A little more than ten years ago, a mysterious epidemic wiped out baby oyster populations. It started in 2006, when Whiskey Creek shellfish hatchery in Oregon lost 80 percent of its cultured larvae. Around the same time, 200 miles north in Washington, Taylor Shellfish saw similarly high mortality rates. And oysters in the wild weren’t faring much better: Oystermen who usually sourced larvae from Washington’s Willapa Bay, one of the largest natural oyster-producing estuaries in the country, weren’t finding enough stock to seed their beds.
It wasn’t long before the epidemic migrated to the East Coast. In the Gulf of Maine, hatchery owner Bill Mook began to notice larval die-offs and slowed growth rates following big storms that pumped fresh water into his hatchery starting in 2009. Sometimes, the surviving organisms were severely deformed. No one knew exactly what had gone wrong.
Suspecting bacterial infection or a problem with the feed, Whiskey Creek and Taylor Shellfish invested in machines that kill vibrio tubiashii, a bacteria that is a common culprit in oyster larvae die-offs. Survival rates didn’t improve.
But after two years of massive losses and no answers, scientists testing the waters discovered what was really wrong: the ocean water flowing into the hatcheries had changed, and the oysters weren’t able to build their shells. Without shells, they couldn’t survive.
Larval oysters experience a crucial phase in their life cycle where they morph from a form not unlike free-floating dust particles into lentil-sized bivalves with the beginnings of a shell. In order to start building that shell, the larvae need to use carbonate ions from their surroundings. But seemingly all of a sudden, the ocean waters flowing into the hatcheries on the Pacific Coast had a lower concentration of carbonate ions than usual, meaning the larvae missed the dust-to-lentil growth phase that turns them into tiny oysters. As a result, most of them died.
But why had the carbonate ions dipped in the first place? Researchers discovered that the underlying cause was more than a couple years of bad luck or a minor disturbance in tidal patterns. In the mid-aughts, a global shift, which had been quietly altering the ocean’s chemistry for hundreds of years, had finally washed up on the shores of the Pacific Coast.

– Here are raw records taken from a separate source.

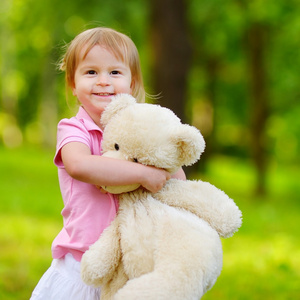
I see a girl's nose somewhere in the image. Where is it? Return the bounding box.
[96,74,110,86]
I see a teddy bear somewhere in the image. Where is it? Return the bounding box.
[81,94,242,300]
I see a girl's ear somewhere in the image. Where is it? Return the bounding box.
[173,124,205,166]
[100,94,136,127]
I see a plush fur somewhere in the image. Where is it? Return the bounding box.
[81,95,241,300]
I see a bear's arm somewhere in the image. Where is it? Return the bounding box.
[81,219,121,286]
[153,179,242,238]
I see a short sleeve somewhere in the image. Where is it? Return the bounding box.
[54,117,91,168]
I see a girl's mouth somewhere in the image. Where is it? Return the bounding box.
[93,93,114,97]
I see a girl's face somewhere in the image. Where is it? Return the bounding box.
[72,45,132,126]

And oyster larvae, some of the most vulnerable, valuable, and closely-monitored creatures in the sea, were the first recognized victims of a process that had already started to affect aquatic life across the globe: ocean acidification, a climate change-related process that is gradually lowering pH levels in the water that covers 97 percent of the earth.
The Whiskey Creek hatchery story made the front page of the Seattle Times in 2009. Several years later, in 2013, the Royal Swedish Academy of Sciences published a report analyzing the media’s treatment of the Whiskey Creek oyster die-offs. In that paper, the authors took a look at the relationship between the hatcheries, the media, and scientific research. What they found was that, at the time of the die-offs, a “landmark” paper had already been published by researchers at Seattle’s Pacific Marine Environmental Library showing that ocean acidification was impacting the Pacific Northwest. Which means scientists knew the problem was a real threat, but the public hadn’t yet caught on. It wasn’t the authoritative research paper that got people to pay attention. It was the loss of the seed stock for an entire sector of the economy.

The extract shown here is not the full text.